Sitzung: 03.08.2022 BUA/102/2022
Beschluss: Ungeändert beschlossen
Abstimmung: Ja: 8, Nein: 0, Anwesend: 8, Persönlich beteiligt: 0
Der Bauherr beabsichtigt in Gersbach ein „Austragshaus“ (Altenteiler) zu errichten.
Die Grundstücksfläche liegt im Außenbereich. Für die Fläche ist ein „Mischgebiet“ im Flächennutzungsplan vorgesehen.

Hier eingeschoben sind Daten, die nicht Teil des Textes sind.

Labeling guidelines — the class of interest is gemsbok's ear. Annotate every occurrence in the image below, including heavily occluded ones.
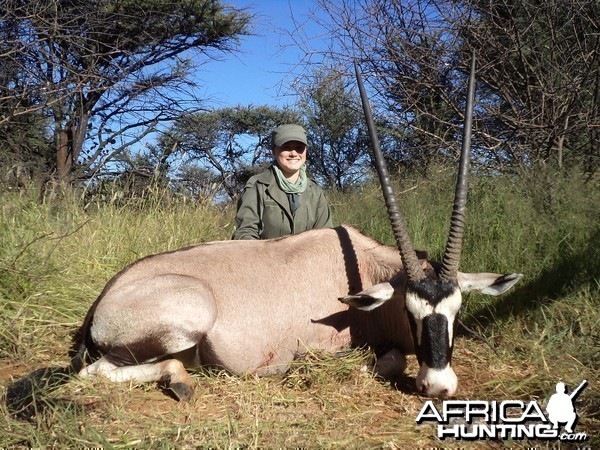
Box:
[338,281,394,311]
[458,272,523,295]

Die Prüfung ob die Voraussetzungen zur Errichtung eines „Altenteilers“ vorliegen obliegt dem Landratsamt bzw. dem Land- und Forstwirtschaftsamt.
Altenteiler
1Zum herkömmlichen Bild eines
landwirtschaftlichen Vollerwerbsbetriebes gehört, dass mehrere
Generationen auf dem Hof leben, in gewissem Umfang im Betrieb mitarbeiten (oder
mitgearbeitet haben) und damit zur reibungslosen Fortführung des auf Dauer
angelegten Betriebes beitragen. 2Insofern „dient“ es auch dem
Betrieb, wenn für den früheren Hofinhaber – oder im Fall mehrerer Generationen
für die früheren Hofinhaber – ein entsprechender Austragswohnraum an der
Hofstelle eingerichtet wird. 3Es kommt darauf an, ob sich
generationenübergreifend der Bedarf abzeichnet, einen für die Dauer der
Existenz des Betriebes voraussehbaren, bei jeder zukünftigen Hofübernahme
wieder auftretenden Wohnraumbedarf zu decken; dies ist bei langjährig
bestehenden Betrieben mit bestehender Betriebsleiterwohnung regelmäßig der
Fall. 4Die Ausführungen in den Sätzen 1 bis 3 gelten entsprechend
bei langjährig bestehenden und auf Dauer angelegten Nebenerwerbslandwirtschaften.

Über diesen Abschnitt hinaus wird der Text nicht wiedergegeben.